Ten.Seventy-Three

1. This shade of pale pink rose in the sky.  

2. The tomatoes. I don't know what to do with this last bunch. I may need to move the pot to another spot in the yard where the sun will hit it sooner in the day. I forgot about the shift in the light.  

3. I have to untangle the hoses and attach spray nozzle before I can wash it off. But first I take a picture, realize that the "y" in You is written backward. Yes. This must have been a child. No, it doesn't really make me feel any better. 

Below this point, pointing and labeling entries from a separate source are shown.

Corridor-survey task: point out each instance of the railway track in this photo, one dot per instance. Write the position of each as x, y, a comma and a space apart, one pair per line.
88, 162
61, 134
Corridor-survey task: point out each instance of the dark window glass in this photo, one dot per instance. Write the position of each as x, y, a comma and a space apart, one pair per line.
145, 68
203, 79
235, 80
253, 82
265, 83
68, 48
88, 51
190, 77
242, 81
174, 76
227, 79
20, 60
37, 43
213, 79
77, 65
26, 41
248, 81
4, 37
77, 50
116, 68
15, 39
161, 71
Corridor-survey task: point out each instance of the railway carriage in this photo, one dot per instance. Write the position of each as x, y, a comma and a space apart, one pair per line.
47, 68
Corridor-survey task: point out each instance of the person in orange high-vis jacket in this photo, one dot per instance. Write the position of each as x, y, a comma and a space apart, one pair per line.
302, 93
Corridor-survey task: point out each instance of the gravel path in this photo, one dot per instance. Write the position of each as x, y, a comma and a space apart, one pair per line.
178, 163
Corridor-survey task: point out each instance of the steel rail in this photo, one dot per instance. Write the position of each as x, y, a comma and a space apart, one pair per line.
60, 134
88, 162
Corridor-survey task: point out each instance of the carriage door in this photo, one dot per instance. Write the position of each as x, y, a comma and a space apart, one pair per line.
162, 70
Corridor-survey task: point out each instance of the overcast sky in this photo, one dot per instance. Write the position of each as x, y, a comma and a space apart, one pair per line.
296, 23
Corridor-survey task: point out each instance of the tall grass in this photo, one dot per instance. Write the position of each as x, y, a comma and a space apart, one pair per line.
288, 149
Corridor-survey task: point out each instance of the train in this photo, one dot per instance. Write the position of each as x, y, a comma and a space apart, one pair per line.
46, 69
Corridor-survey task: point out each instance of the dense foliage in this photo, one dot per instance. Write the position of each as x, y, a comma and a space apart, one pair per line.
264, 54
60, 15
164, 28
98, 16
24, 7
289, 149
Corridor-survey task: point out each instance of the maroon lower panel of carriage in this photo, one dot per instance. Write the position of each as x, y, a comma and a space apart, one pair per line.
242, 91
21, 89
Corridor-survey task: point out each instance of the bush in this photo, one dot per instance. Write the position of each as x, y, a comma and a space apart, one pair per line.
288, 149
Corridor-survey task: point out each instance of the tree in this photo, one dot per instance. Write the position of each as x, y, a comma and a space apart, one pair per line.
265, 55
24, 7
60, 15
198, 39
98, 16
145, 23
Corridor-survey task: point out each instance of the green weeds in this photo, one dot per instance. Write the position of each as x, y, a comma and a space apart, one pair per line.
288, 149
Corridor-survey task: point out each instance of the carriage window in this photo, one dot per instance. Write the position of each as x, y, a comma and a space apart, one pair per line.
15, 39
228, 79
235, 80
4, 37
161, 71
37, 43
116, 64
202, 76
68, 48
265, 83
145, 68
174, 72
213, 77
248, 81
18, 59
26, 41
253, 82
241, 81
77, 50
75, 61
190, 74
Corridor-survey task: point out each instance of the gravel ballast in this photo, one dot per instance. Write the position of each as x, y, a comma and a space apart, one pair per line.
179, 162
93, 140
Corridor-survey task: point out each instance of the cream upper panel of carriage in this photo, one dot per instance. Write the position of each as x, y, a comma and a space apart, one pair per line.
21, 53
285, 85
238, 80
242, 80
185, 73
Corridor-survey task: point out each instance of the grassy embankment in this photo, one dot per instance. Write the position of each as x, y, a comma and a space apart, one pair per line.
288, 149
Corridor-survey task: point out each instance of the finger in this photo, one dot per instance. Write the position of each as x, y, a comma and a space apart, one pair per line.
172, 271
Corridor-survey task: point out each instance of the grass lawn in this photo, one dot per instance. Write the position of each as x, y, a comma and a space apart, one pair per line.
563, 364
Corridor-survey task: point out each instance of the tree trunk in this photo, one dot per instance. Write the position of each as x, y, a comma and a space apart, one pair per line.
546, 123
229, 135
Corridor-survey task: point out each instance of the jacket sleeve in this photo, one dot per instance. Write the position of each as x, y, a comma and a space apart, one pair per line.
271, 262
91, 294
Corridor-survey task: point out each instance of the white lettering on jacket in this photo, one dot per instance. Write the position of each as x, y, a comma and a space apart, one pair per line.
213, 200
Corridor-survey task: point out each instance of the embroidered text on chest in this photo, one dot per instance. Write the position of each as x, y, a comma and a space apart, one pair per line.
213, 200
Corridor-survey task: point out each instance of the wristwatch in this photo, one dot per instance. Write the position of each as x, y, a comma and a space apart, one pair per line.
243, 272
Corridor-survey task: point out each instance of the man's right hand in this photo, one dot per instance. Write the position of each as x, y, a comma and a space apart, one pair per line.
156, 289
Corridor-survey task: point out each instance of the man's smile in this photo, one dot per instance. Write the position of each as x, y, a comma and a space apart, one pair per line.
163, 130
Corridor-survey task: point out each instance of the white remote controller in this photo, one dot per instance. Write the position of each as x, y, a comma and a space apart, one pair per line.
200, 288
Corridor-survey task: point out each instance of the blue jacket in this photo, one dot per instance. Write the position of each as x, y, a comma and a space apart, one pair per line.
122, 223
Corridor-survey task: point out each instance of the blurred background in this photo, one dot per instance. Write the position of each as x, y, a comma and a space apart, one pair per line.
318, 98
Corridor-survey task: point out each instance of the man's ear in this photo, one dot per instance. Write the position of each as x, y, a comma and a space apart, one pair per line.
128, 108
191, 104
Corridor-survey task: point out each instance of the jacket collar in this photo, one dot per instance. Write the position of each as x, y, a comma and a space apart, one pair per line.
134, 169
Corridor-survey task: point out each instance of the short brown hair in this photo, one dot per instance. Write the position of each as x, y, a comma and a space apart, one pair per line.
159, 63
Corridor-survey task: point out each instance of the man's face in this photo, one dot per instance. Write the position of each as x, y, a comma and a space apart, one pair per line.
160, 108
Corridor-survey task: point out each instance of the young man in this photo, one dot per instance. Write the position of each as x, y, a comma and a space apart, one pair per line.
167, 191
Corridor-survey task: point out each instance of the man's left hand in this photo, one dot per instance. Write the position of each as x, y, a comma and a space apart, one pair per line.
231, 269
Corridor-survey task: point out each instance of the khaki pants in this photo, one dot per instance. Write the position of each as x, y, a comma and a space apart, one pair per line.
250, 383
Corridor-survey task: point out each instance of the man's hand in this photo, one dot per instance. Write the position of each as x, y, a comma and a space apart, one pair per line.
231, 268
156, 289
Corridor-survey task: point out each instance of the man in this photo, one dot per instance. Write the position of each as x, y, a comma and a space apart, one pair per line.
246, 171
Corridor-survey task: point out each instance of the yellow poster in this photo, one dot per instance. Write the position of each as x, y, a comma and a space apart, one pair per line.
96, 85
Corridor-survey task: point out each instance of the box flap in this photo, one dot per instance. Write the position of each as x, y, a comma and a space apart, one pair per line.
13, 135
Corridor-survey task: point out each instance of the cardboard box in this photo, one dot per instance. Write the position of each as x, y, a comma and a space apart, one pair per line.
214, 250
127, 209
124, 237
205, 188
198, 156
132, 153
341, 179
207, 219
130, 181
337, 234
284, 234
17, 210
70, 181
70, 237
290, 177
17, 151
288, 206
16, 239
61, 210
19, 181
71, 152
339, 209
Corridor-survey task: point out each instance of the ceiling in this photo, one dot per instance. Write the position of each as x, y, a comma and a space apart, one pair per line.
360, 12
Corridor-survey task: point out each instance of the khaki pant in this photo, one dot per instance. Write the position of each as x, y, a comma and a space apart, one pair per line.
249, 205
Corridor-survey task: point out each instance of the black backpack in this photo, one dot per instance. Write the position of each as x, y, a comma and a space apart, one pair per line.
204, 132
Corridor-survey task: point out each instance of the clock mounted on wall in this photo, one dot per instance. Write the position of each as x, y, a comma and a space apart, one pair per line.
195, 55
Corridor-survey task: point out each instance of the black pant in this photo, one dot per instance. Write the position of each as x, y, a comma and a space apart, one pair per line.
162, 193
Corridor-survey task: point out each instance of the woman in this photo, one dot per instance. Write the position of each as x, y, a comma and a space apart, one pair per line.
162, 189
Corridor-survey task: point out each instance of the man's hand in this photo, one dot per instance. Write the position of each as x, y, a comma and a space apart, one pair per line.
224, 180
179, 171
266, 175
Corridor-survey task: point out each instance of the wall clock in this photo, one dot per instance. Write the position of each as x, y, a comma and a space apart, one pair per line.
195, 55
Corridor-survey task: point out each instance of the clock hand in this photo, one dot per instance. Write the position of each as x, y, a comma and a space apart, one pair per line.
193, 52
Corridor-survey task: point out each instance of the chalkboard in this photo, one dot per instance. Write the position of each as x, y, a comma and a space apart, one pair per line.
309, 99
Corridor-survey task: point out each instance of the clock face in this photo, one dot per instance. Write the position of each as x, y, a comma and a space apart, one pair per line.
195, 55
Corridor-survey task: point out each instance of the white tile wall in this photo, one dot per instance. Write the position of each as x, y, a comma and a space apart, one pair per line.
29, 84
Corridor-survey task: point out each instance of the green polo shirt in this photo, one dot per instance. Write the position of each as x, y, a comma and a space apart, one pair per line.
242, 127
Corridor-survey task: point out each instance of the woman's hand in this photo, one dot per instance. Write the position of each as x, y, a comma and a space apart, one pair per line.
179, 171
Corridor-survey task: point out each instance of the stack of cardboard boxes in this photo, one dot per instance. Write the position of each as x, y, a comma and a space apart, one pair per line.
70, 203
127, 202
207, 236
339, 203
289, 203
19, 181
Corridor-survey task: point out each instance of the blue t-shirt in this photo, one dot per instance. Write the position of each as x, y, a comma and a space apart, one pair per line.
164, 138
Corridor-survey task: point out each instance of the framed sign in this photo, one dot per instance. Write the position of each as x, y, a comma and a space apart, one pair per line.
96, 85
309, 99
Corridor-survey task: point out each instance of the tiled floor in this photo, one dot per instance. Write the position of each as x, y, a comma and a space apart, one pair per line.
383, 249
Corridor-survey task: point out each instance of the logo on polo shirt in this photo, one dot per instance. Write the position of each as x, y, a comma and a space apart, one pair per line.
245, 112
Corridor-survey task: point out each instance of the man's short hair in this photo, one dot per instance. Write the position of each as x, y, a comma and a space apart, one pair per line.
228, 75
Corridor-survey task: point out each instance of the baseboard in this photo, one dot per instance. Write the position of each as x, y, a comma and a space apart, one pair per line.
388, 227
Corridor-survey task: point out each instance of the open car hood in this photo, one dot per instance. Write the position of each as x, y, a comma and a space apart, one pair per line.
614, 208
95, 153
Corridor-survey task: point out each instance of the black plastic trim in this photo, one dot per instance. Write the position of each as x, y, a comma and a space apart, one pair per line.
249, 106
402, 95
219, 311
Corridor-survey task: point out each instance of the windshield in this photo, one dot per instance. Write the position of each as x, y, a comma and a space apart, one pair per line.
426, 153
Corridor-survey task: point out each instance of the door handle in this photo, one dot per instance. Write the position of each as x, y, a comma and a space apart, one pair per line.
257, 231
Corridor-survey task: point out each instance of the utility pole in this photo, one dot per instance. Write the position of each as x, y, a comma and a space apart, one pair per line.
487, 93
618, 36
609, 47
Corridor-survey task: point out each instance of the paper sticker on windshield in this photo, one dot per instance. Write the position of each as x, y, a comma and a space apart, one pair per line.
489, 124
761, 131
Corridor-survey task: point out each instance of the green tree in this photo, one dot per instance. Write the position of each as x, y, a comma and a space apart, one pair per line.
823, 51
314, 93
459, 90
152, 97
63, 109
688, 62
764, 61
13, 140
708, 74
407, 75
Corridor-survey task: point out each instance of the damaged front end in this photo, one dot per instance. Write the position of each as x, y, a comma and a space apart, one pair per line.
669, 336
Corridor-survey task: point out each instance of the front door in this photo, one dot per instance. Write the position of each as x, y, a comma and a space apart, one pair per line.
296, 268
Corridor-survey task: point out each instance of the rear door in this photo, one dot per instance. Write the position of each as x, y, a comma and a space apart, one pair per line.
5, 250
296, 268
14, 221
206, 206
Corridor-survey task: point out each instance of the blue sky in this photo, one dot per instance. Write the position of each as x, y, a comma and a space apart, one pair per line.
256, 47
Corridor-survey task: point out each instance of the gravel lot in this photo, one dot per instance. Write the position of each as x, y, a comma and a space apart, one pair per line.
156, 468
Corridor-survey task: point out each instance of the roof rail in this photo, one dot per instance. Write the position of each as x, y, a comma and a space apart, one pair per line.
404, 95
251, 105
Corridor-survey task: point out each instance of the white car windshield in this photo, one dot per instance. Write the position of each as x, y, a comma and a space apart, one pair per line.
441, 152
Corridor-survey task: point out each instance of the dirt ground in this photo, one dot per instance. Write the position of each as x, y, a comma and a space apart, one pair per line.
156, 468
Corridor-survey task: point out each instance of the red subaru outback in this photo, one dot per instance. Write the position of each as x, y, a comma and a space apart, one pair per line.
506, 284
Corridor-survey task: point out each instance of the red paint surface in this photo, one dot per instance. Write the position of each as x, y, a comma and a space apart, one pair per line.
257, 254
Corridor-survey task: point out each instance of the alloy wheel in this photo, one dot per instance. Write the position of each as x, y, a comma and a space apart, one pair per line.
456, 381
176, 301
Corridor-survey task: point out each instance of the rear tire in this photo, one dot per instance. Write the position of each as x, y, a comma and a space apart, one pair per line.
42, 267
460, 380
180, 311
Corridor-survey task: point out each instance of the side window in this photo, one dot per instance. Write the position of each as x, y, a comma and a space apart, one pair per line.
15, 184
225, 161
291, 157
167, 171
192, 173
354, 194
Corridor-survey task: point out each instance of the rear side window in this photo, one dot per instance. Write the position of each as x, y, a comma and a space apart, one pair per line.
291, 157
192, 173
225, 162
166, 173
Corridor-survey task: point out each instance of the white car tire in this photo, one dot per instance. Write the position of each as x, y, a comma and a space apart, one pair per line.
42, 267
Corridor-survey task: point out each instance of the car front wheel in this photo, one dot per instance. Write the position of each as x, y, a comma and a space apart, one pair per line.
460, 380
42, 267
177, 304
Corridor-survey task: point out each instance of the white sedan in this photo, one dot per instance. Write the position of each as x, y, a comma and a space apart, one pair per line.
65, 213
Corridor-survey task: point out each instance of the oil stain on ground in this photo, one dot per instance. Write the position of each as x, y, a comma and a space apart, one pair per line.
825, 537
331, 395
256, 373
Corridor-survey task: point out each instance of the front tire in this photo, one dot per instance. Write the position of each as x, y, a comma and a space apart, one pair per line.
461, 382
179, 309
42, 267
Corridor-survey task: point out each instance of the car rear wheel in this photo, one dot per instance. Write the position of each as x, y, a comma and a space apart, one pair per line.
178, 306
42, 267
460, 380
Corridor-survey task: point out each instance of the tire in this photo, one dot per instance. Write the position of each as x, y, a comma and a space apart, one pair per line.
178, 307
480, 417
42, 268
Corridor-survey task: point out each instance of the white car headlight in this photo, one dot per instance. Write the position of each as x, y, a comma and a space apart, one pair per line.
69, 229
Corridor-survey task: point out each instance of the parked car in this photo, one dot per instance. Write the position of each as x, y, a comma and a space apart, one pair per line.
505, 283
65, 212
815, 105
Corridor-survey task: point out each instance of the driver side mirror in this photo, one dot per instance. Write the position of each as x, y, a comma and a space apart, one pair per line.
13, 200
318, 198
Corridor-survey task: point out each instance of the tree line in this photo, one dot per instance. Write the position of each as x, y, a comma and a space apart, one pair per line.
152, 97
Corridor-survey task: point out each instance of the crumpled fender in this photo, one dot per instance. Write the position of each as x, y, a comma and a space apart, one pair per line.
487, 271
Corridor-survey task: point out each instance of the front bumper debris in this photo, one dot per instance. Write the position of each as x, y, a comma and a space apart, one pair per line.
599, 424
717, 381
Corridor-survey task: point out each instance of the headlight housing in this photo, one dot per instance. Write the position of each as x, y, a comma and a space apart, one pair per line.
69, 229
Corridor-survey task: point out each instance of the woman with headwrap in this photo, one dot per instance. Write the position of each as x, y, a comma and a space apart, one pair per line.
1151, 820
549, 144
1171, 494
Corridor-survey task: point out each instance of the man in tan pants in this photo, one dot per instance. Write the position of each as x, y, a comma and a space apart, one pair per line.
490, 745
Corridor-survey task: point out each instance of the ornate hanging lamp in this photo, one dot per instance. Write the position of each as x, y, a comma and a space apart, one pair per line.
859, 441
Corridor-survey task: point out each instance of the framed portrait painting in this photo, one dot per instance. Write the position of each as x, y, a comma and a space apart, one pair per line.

4. I am grateful and surprised by the support and shock and anger. I wonder if maybe I made too big a deal about it. But then remember that my writing is about my truth. And the truth was/is that it still bothers me that someone, even a child who is incapable of writing their "y" the correct way, would write something like that on my driveway. I just hope I never have to see something like that again.  

5. Once, in middle school we got off the bus to see portions of the sidewalks and windows covered in brown kraft paper. Overnight, someone had vandalized the school. It had been covered in swastikas and racial slurs. This would have been in 1997 or 1998 in the small, but growing, tobacco town of Kernersville, North Carolina. 

6. Which makes me think of the young boy in New Hampshire with rope burns around his neck.

7. Which makes me think of the fact that I'll be driving through New Hampshire alone. Which makes me also think about the other articles I've seen lately about racism in the northeast.  

8. Which makes me wonder how one is supposed to feel safe.  

9. He keeps asking me what's wrong. I say nothing.  

10. I play soccer with him as the sun goes down. Try to look at his face instead of the glowing orange sun as it sets behind the berm. Try to focus on this smile and the roundness of his cheeks.